Kemudian soal lapangan pekerjaan. IHT adalah industri dengantingkat serapan tenaga kerja yang sangat masif. Oleh karenanya IHT disebut sebagai industri padat karya. Bukan ratusan atau ribuan orang, melainkan jutaan kehidupan warga negara Indonesia bergantung pada tumbuh kembang industri ini.

Data dari Kementerian Perindustrian menunjukan ada sebanyak 5,98  juta orang yang bekerja di industri ini pada tahun 2019. Jumlah itu terbagi menjadi 4,28 juta orang merupakan tenaga kerja di sektor manufaktur dan distribusi, kemudian sebanyak 1,7 juta orang bekerja di sektor perkebunan yang berkaitan dengan industri ini, baik tembakau maupun cengkeh.

Tembakau di Indonesia kerap diistilahkan dengan sebutan “emas hijau”. Hal itu merujuk pada nilai ekonomis yang ada di dalam lembar demi lembar daun tembakau lokal. Tembakau lokal atau tembakau dalam negeri Indonesia juga memiliki kualitas yang mampu bersaing di level global.

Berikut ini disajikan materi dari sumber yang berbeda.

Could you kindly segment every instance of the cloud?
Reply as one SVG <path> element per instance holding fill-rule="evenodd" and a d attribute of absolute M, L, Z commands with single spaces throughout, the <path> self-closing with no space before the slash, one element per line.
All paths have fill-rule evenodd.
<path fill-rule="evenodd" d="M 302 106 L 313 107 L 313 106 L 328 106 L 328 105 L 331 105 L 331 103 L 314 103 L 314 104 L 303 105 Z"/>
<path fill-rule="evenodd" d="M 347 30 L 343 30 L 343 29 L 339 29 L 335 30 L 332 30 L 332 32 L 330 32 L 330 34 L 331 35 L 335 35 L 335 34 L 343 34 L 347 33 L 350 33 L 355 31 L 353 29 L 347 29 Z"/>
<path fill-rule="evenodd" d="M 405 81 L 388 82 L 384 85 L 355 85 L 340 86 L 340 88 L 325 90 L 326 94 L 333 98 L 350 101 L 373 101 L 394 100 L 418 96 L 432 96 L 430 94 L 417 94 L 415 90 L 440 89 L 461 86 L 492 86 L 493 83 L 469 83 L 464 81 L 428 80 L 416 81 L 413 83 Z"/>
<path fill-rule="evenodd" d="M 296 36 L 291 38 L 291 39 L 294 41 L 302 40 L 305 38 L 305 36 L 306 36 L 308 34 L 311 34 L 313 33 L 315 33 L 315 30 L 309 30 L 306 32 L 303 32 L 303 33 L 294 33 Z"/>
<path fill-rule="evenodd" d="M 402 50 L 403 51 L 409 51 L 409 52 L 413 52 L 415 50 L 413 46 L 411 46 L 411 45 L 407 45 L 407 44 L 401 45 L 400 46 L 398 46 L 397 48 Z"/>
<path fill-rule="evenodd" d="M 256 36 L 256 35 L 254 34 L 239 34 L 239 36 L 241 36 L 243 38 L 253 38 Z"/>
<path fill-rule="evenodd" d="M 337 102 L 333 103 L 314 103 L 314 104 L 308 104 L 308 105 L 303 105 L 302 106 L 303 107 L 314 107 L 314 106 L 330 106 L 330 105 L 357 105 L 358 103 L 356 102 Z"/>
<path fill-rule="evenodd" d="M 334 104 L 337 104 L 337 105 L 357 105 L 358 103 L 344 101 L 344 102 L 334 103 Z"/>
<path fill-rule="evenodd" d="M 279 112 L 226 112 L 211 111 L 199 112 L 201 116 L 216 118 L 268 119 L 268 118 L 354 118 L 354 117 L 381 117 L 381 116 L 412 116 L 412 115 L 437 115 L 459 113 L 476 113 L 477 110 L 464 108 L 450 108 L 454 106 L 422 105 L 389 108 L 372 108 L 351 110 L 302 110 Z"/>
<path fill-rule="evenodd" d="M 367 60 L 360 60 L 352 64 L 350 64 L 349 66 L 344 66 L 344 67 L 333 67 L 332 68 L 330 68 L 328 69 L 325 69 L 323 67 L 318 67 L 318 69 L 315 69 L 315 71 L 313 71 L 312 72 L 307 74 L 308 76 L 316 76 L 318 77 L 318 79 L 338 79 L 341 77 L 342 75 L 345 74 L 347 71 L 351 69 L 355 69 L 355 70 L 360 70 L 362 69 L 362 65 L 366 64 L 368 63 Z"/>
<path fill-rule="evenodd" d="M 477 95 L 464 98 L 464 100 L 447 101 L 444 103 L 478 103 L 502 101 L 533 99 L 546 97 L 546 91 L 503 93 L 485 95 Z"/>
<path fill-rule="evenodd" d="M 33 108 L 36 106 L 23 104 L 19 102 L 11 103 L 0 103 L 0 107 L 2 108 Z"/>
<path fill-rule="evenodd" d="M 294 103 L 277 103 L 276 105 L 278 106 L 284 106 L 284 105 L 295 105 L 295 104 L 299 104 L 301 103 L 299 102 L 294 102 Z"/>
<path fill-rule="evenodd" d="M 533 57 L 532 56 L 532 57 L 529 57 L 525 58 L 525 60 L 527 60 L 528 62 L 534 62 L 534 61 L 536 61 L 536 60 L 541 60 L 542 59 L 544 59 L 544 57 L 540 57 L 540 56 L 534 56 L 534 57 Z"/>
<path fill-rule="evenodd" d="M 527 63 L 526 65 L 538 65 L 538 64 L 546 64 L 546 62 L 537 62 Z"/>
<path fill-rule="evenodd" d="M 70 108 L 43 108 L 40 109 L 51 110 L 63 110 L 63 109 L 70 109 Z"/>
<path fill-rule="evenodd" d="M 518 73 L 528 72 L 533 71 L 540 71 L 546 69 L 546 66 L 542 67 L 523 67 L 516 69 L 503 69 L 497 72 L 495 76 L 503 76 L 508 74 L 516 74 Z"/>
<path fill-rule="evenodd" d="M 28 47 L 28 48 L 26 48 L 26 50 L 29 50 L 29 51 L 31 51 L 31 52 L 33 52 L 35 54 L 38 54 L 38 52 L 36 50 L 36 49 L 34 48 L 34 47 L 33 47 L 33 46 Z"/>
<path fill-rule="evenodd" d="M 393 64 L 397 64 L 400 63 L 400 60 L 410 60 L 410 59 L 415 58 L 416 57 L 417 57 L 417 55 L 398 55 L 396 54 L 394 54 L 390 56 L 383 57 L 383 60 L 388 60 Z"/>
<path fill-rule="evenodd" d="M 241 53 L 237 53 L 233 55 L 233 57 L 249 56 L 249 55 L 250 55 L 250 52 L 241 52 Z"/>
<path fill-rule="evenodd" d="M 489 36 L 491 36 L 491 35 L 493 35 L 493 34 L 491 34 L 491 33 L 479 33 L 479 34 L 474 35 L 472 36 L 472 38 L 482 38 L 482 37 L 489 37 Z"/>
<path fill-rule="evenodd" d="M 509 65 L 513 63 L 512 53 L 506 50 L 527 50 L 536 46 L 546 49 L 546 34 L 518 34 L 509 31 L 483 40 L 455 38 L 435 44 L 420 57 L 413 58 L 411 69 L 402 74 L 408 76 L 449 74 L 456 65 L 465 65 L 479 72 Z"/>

Tanaman tembakau menjadi berkah yang tumbuh subur di nusantara dan menghidupi jutaan kehidupan selama bertahun-tahun dari generasi ke generasi.

Baca Juga:  Memprotes Pernyataan Diskriminatif IDI Terhadap Perokok

Sayang beribu sayang, emas hijau ini ini justru kerap dipenuhi kontroversi. Semua juga tahu, bahwa berbagai bentuk kebijakan pemerintah tentu dilatari oleh kepentingan. Hal yang harus diidentifikasi oleh semua pihak adalah terkait kepentingan siapa yang diakomodir dalam setiap kebijakan atau regulasi yang mengikat tembakau di Indonesia.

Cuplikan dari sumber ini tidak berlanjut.